2000e slachtoffer Srebrenica geïdentificeerd
De Internationale Commissie voor Vermiste Personen (ICMP) heeft het 2000e slachtoffer van de genocide in Srebrenica geïdentificeerd. Dit heeft de ICMP vrijdag in Sarajevo laten weten.
De Srebrenica-Potocari Stichting die zich inzet voor de herdenking van de genocide van Srebrenica, heeft een nieuwe lijst opgesteld met de namen van de slachtoffers. Op de lijst staan de namen van 8106 Bosnische moslims. De lijst wordt binnenkort gepubliceerd.
Dit is vrijdag in Sarajevo bekendgemaakt. De Stichting zegt zich te hebben gebaseerd op informatie van het Rode Kruis, de Internationale Commissie voor Vermiste Personen (ICMP), van familieleden en van de commissie voor vermiste personen van de Bosnische Kroaten en moslims. Ook is informatie gebruikt van Republika Srpska, de Bosnisch-Servische entiteit die de massamoord uitvoerde.

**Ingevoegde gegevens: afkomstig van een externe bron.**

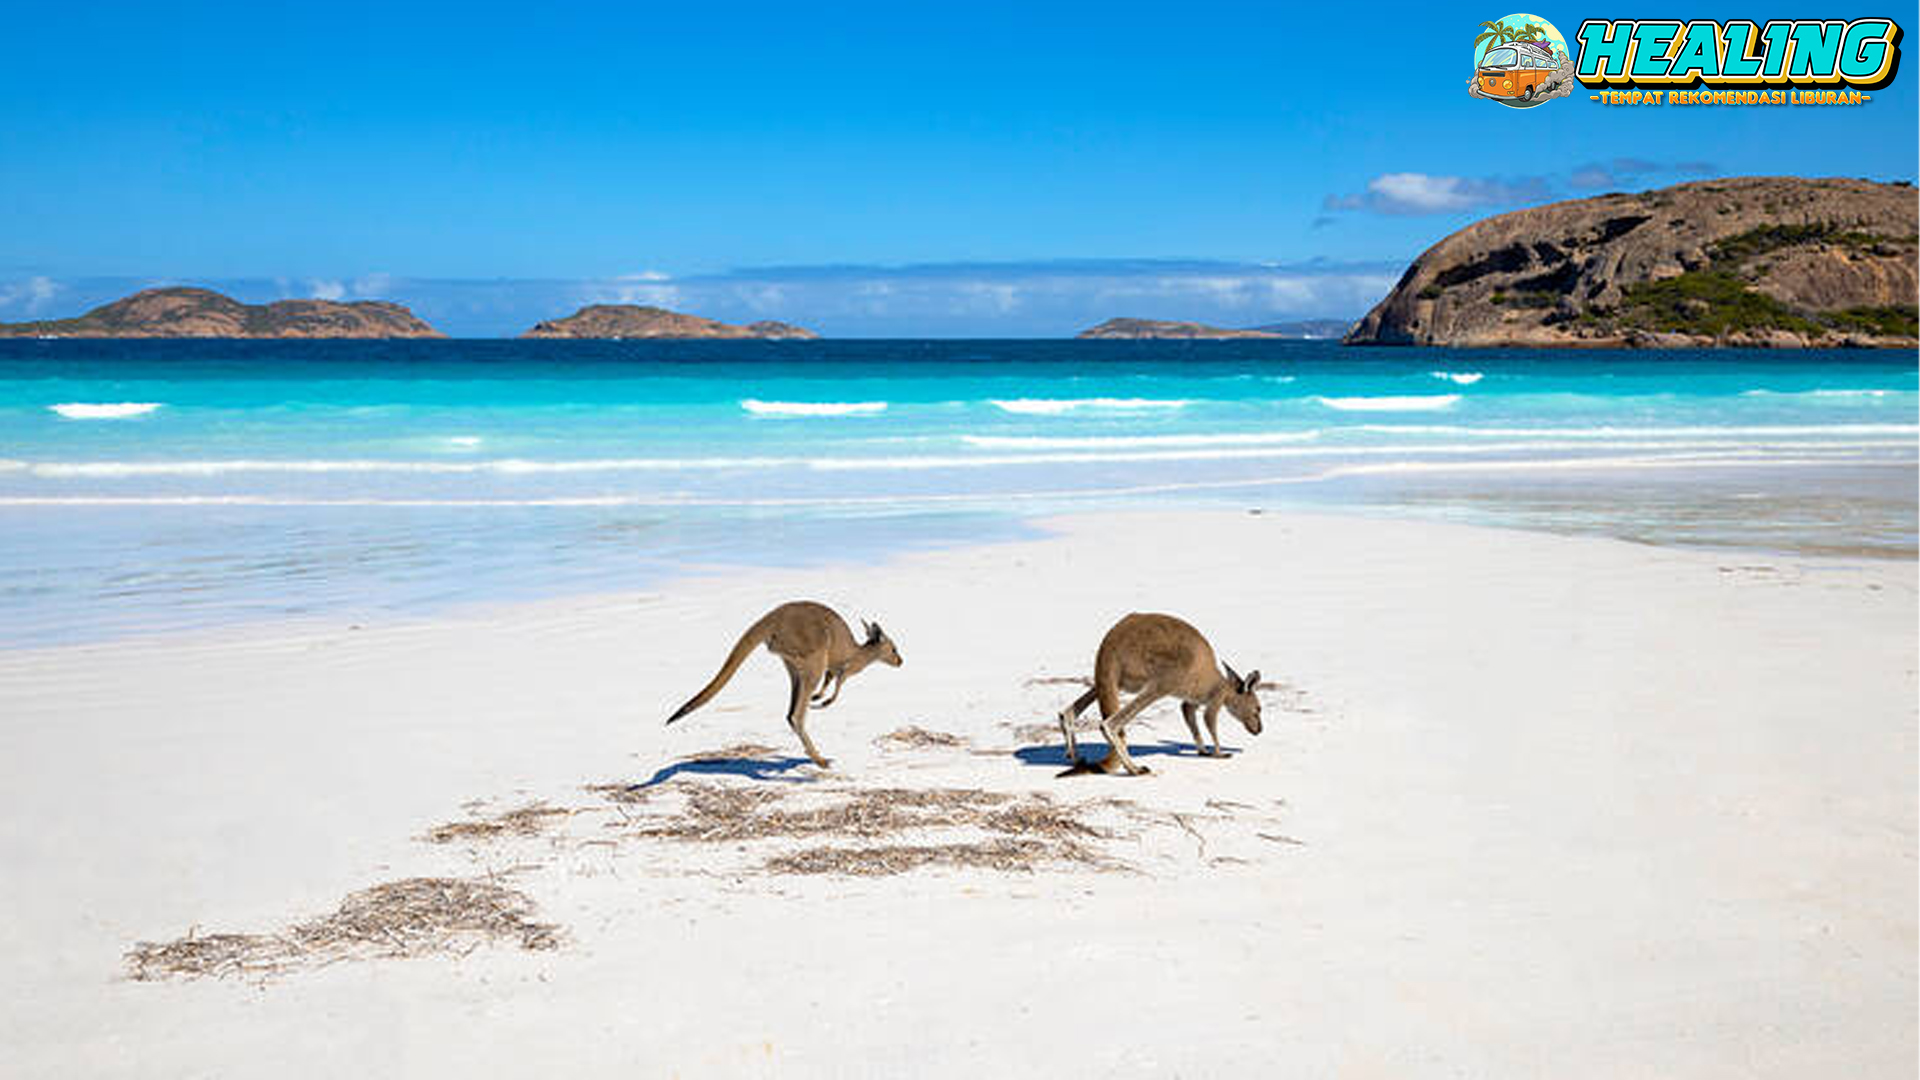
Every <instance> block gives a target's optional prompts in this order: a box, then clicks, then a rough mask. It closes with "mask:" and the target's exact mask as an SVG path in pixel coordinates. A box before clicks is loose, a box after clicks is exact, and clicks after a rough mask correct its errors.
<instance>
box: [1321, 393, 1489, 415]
mask: <svg viewBox="0 0 1920 1080" xmlns="http://www.w3.org/2000/svg"><path fill="white" fill-rule="evenodd" d="M1313 400H1315V402H1319V404H1321V405H1327V407H1329V409H1340V411H1342V413H1434V411H1440V409H1452V407H1453V405H1455V404H1459V394H1398V396H1384V398H1313Z"/></svg>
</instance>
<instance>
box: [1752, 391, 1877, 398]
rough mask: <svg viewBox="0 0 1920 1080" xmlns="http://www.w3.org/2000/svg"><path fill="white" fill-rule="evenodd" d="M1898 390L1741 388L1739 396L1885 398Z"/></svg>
mask: <svg viewBox="0 0 1920 1080" xmlns="http://www.w3.org/2000/svg"><path fill="white" fill-rule="evenodd" d="M1891 394H1899V390H1741V392H1740V396H1741V398H1887V396H1891Z"/></svg>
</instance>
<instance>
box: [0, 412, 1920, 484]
mask: <svg viewBox="0 0 1920 1080" xmlns="http://www.w3.org/2000/svg"><path fill="white" fill-rule="evenodd" d="M1857 427H1895V429H1897V425H1857ZM1553 434H1555V438H1521V440H1473V442H1409V444H1373V446H1334V444H1315V442H1313V440H1300V442H1292V444H1252V446H1235V444H1225V446H1221V444H1179V442H1173V444H1148V446H1112V448H1102V446H1092V448H1089V446H1071V444H1073V442H1075V440H1064V442H1068V444H1069V446H1037V448H1033V450H1043V452H1037V454H945V455H895V457H877V455H876V457H593V459H566V461H528V459H518V457H505V459H490V461H397V459H298V461H269V459H232V461H17V459H4V461H0V473H27V475H33V477H44V479H140V477H184V479H213V477H228V475H276V473H282V475H328V473H390V475H426V477H459V475H507V477H518V475H524V477H538V475H580V473H676V471H720V469H806V471H822V473H852V471H916V469H981V467H1021V465H1089V463H1091V465H1100V463H1133V461H1142V463H1148V461H1235V459H1248V461H1252V459H1284V457H1323V459H1340V457H1382V455H1440V457H1492V455H1503V454H1594V452H1636V450H1657V452H1709V454H1749V452H1751V454H1770V452H1791V454H1853V452H1887V450H1897V452H1903V454H1907V455H1912V452H1914V442H1912V440H1910V438H1853V440H1812V442H1809V440H1784V442H1772V444H1768V442H1753V440H1751V438H1630V436H1628V438H1620V436H1617V438H1611V440H1590V438H1580V436H1582V434H1584V432H1553ZM1901 434H1905V432H1901ZM1173 438H1183V436H1173ZM1006 450H1010V448H1006Z"/></svg>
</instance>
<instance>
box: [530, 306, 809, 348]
mask: <svg viewBox="0 0 1920 1080" xmlns="http://www.w3.org/2000/svg"><path fill="white" fill-rule="evenodd" d="M520 336H522V338H601V340H622V338H674V340H701V338H760V340H812V338H818V336H820V334H816V332H812V331H808V329H804V327H795V325H791V323H776V321H772V319H766V321H760V323H747V325H743V327H737V325H733V323H722V321H718V319H703V317H701V315H685V313H680V311H668V309H666V307H651V306H645V304H589V306H588V307H582V309H578V311H574V313H572V315H568V317H564V319H549V321H545V323H540V325H536V327H534V329H532V331H526V332H524V334H520Z"/></svg>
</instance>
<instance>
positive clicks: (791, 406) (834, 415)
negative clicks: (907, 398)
mask: <svg viewBox="0 0 1920 1080" xmlns="http://www.w3.org/2000/svg"><path fill="white" fill-rule="evenodd" d="M739 407H743V409H747V411H749V413H753V415H756V417H872V415H876V413H883V411H887V402H762V400H758V398H745V400H741V404H739Z"/></svg>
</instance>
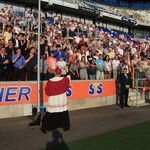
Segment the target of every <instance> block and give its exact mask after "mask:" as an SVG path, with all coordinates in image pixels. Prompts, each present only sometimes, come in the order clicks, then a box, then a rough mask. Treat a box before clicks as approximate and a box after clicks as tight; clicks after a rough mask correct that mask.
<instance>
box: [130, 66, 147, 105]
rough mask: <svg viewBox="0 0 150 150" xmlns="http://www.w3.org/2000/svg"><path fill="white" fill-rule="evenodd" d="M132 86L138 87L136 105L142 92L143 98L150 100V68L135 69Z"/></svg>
mask: <svg viewBox="0 0 150 150" xmlns="http://www.w3.org/2000/svg"><path fill="white" fill-rule="evenodd" d="M132 73H133V78H132V88H134V89H136V107H138V96H139V93H141V94H142V95H143V96H142V97H143V99H144V100H145V102H146V100H148V101H149V100H150V68H147V69H145V68H141V69H133V72H132Z"/></svg>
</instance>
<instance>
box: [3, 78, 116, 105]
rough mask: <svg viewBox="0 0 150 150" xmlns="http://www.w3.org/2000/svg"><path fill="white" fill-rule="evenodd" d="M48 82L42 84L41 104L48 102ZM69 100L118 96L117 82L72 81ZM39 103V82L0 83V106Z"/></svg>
mask: <svg viewBox="0 0 150 150" xmlns="http://www.w3.org/2000/svg"><path fill="white" fill-rule="evenodd" d="M45 86H46V82H41V103H42V102H47V99H48V97H47V96H46V94H45ZM66 94H67V97H68V99H69V100H80V99H83V98H95V97H102V96H112V95H115V94H116V86H115V80H93V81H91V80H89V81H80V80H78V81H72V82H71V83H70V85H69V88H68V91H67V92H66ZM24 103H37V82H18V83H12V82H7V83H5V82H3V83H0V106H2V105H16V104H24Z"/></svg>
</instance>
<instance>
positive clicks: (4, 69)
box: [0, 47, 9, 81]
mask: <svg viewBox="0 0 150 150" xmlns="http://www.w3.org/2000/svg"><path fill="white" fill-rule="evenodd" d="M8 65H9V58H8V55H7V53H6V49H5V48H4V47H3V48H1V49H0V81H7V80H8V73H9V69H8Z"/></svg>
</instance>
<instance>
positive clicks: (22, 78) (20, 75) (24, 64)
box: [12, 48, 25, 81]
mask: <svg viewBox="0 0 150 150" xmlns="http://www.w3.org/2000/svg"><path fill="white" fill-rule="evenodd" d="M12 63H13V67H14V70H13V80H14V81H19V80H20V81H24V80H25V70H24V67H25V58H24V56H23V55H22V54H21V49H20V48H17V50H16V54H14V55H13V56H12Z"/></svg>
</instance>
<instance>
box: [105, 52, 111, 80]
mask: <svg viewBox="0 0 150 150" xmlns="http://www.w3.org/2000/svg"><path fill="white" fill-rule="evenodd" d="M111 71H112V65H111V61H110V58H109V55H106V56H105V58H104V78H105V79H110V76H111Z"/></svg>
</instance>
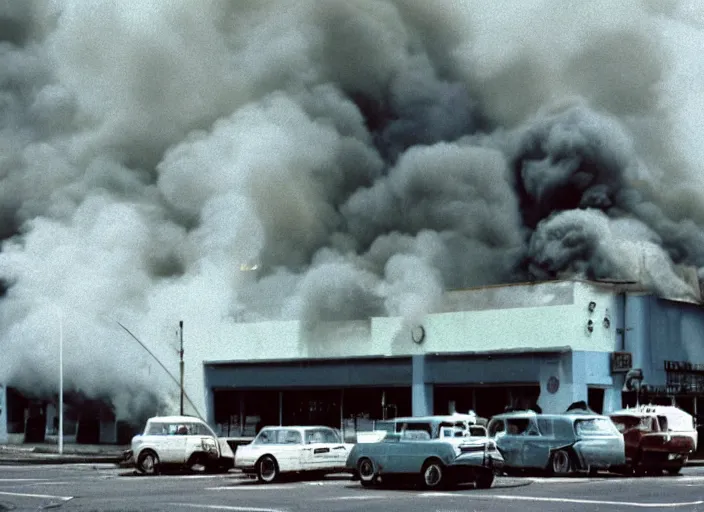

De ICMP is een internationale regeringsorganisatie die helpt bij de identificatie van slachtoffers van de balkanoorlogen in de jaren ’90 om hen een waardige begrafenis te kunnen geven. De ICMP is opgericht na de G-7-top in Lyon in 1996. Oud-premier W. Kok, die aftrad naar aanleiding van het NIOD-rapport over de val van Srebrenica, is een van de commissarissen van de ICMP.
Geïdentificeerde slachtoffers van de genocide van Srebrenica worden jaarlijks op 11 juli, de datum van de val van de enclave in 1995, begraven tijdens een ceremonie bij het herdenkingsmonument in Potocari bij Srebrenica.
Volgens de ICMP worden na tien jaar nog steeds zo’n 6000 inwoners van Srebrenica vermist. De commissie gaat ervan uit dat tal van massagraven nog niet zijn gevonden.
De Bosnische Serviërs hebben veel lijken uit de oorspronkelijke massagraven weer opgegraven om ze op afgelegen plekken te herbegraven in de zogeheten secundaire massagraven. Daarbij werden veel lijken in stukken gereten wat de identificatie verder bemoeilijkt. De ICMP werkt op grote schaal met dna-analyses om de lichaamsdelen weer bij elkaar te brengen.